The departure from that pattern, of course, has been with the stories in my first book, On the Road with Del & Louise, which was released back in September. The first story—"Rearview Mirror," published by Ellery Queen's Mystery Magazine back in 2010—was never intended as the start of anything, and when I did ultimately begin to wonder what happened next to those characters Del and Louise, they'd moved on to a new stop on the road and in the process new supporting characters as well. That pattern played through all six of the stories: new stop, new challenges, new characters. 

All except one. 

Louise's Mama never appeared physically in the first story; she was simply a voice on the phone—serving as Louise's sole connection to her past and to home. And as Del and Louise moved to those next stops—Victorville, California, and Napa Valley, and Las Vegas, and Williston, North Dakota—Mama remained simply a voice on the phone, increasingly one that Louise considered avoiding. Mama, after all, could be a nuisance and a nag and a problem. 

And maybe all that needling is what made her such a vivid character—a favorite of readers, as it turned out, and honestly a favorite of my own. 

For your consideration, then, is the first appearance of Mama in "Rearview Mirror." And is it worth mentioning here that the full book makes an excellent present for the holidays ahead? (Psst: Click here for shopping options or see below!)

From the story "Rearview Mirror" 

In On the Road with Del and Louise: A Novel in Stories

That was how we spent most of our nights together, watching movies. I’d quit the 7-Eleven job at that point. It was dangerous, Del said—ironically, he said—and I’d got a job at one of the gift stores in town, keeping me home nights. Home meaning Del’s mobile home, because it wasn't long before I'd moved in with him.

We’d make dinner—something out of a box because I’m not much of a cook, I’ll admit—and I’d watch Court TV, which I love, while he did some of his homework for the business classes he was taking over at the college or read through the day’s newspaper, scouring the world for opportunities, he said, balancing work and school and me. Later we’d watch a movie, usually something with a crime element like Bank Job or Mission: Impossible or some old movie like The Sting or Butch Cassidy and the Sundance Kid or all those Godfather movies like every man I’ve ever been with. I suggested Bonnie & Clyde, for obvious reasons, but he said it would be disadvantageous for us to see it and so we never did.

“Is that all you do, sit around and watch movies?” Mama asked on the phone, more than once.

“We go out some,” I told her.

Out out?” she asked, and I didn’t know quite what she meant and I told her that. 

“He surprises me sometimes,” I said. “Taking me out for dinner.” 

(Which was true. “Let’s go out for a surprise dinner,” he’d say sometimes, even though the surprise was always the same, that we were just going to Our Place.
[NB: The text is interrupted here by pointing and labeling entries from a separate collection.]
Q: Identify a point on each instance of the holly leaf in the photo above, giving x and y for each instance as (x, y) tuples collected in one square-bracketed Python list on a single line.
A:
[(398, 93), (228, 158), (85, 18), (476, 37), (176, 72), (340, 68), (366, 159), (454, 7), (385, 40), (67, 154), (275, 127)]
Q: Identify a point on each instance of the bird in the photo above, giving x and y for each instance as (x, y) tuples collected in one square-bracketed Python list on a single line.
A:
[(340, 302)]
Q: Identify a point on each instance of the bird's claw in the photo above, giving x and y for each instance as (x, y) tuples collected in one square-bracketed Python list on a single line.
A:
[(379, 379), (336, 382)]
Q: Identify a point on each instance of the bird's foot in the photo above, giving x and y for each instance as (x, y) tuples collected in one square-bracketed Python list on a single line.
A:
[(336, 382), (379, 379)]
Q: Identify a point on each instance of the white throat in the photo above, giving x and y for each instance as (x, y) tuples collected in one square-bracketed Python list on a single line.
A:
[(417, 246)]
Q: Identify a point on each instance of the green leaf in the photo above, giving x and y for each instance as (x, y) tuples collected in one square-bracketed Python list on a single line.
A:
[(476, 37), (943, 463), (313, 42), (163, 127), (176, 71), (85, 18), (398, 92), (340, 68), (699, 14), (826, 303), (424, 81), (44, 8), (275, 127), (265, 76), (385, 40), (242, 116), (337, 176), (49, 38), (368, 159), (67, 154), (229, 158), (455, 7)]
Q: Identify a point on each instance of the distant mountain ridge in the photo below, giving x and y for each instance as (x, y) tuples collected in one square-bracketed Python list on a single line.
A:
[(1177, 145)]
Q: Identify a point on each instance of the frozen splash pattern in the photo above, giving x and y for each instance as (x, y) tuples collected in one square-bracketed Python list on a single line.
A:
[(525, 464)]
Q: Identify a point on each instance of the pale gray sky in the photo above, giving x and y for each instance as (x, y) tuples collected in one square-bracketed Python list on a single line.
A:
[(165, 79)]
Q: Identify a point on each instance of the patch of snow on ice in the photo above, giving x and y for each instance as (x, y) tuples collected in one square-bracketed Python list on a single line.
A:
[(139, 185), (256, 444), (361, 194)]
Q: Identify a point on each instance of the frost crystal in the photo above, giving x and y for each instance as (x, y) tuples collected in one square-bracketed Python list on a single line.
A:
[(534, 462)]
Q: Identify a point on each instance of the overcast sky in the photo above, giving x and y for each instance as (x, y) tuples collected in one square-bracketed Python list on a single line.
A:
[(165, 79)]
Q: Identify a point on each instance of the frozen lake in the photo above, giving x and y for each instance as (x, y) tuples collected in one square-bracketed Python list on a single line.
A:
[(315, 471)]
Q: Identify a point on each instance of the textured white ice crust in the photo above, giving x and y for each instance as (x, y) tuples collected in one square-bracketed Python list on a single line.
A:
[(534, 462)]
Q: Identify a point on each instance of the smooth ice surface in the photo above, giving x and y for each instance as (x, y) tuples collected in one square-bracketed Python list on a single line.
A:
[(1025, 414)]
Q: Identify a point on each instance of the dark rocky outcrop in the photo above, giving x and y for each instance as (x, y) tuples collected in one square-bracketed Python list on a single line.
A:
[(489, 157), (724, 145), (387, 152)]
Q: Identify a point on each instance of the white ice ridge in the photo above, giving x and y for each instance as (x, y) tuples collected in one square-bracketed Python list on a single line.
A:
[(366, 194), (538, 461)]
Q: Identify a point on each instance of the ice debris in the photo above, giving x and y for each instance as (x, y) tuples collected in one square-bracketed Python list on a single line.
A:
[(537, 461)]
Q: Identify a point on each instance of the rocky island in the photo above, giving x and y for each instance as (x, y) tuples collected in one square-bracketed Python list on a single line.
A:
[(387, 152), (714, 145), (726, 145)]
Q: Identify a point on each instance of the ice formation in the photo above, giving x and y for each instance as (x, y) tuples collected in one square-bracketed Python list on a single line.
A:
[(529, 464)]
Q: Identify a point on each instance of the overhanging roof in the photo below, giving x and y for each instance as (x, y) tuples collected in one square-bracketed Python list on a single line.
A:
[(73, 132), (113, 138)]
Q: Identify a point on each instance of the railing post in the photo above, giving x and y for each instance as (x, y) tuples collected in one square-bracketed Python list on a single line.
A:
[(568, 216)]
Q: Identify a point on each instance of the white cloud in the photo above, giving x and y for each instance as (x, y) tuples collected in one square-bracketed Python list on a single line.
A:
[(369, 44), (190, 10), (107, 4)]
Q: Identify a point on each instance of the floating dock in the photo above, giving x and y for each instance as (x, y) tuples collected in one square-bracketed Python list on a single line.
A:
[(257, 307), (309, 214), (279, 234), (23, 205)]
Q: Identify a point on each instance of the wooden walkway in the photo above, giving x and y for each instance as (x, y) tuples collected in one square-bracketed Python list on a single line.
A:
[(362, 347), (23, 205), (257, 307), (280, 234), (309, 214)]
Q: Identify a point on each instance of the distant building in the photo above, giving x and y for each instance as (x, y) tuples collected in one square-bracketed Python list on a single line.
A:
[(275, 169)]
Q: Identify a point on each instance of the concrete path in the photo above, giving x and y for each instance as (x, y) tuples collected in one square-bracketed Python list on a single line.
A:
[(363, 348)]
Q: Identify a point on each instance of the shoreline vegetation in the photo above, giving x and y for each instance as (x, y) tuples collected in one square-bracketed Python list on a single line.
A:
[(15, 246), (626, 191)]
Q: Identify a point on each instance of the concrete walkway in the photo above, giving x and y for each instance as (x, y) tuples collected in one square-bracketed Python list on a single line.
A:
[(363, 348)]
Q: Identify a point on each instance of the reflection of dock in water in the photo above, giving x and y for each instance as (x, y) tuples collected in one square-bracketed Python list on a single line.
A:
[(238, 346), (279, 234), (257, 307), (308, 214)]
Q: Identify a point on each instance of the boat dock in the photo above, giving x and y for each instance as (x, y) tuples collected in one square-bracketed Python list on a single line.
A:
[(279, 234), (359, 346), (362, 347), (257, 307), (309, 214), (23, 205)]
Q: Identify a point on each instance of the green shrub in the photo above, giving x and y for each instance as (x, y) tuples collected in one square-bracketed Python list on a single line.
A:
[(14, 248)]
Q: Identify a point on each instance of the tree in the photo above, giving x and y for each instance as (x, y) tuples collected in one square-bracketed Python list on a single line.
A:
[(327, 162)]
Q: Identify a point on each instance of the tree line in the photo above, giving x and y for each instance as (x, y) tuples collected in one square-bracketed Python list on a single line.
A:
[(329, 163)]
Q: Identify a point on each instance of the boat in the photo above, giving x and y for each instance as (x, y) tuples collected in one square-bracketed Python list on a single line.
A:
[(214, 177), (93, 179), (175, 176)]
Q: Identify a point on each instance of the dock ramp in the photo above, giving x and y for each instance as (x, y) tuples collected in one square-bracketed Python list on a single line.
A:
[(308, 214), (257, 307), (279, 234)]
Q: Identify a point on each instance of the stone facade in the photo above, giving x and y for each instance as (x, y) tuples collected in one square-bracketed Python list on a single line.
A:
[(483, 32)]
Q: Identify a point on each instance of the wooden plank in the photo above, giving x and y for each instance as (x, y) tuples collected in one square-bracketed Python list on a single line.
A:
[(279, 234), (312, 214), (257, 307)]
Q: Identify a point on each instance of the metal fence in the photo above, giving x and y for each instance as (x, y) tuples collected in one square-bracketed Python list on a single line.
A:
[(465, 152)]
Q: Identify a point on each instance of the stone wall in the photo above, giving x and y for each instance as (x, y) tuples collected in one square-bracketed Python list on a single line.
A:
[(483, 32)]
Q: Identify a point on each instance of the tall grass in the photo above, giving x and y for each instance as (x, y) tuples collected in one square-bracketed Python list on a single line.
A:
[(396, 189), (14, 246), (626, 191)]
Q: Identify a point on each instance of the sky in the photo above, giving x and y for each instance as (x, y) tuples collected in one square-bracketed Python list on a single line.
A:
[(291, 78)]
But that was still good because it real- ly was our place—both literally and figuratively—and there’s romance in that.)

“He loves me,” I’d tell Mama. “He holds me close at night and tells me how much he loves me, how much he can’t live without me.” 

Mama grunted. She was in North Carolina. Two hours’ time difference and almost a full country away, but still you could feel her disappointment like she was standing right there in the same room. 

“That’s how it starts,” Mama would tell me, “I can’t live with- out you,” mimicking the voice. “Then pretty soon ‘I can’t live with- out you’ starts to turn stifling and sour and...”

Her voice trailed off. And violent, I knew she’d wanted to say.

And I knew where she was coming from, knew how her last boyfriend had treated her. I’d seen it myself, one of the reasons I finally just moved away, anywhere but there. 

“I thought you were going to start a new life,” she said, a different kind of disappointment in her voice then. “You could watch the tube and drink beer anywhere. You could date a loser here if that’s all you’re doing.”

I twirled the phone cord in my hand, wanting just to be done with the conversation, but not daring to hang up. Not yet.

“Frugal,” Mama said, making me regret again some of the things I’d told her about him. “Frugal’s just a big word for cheap.”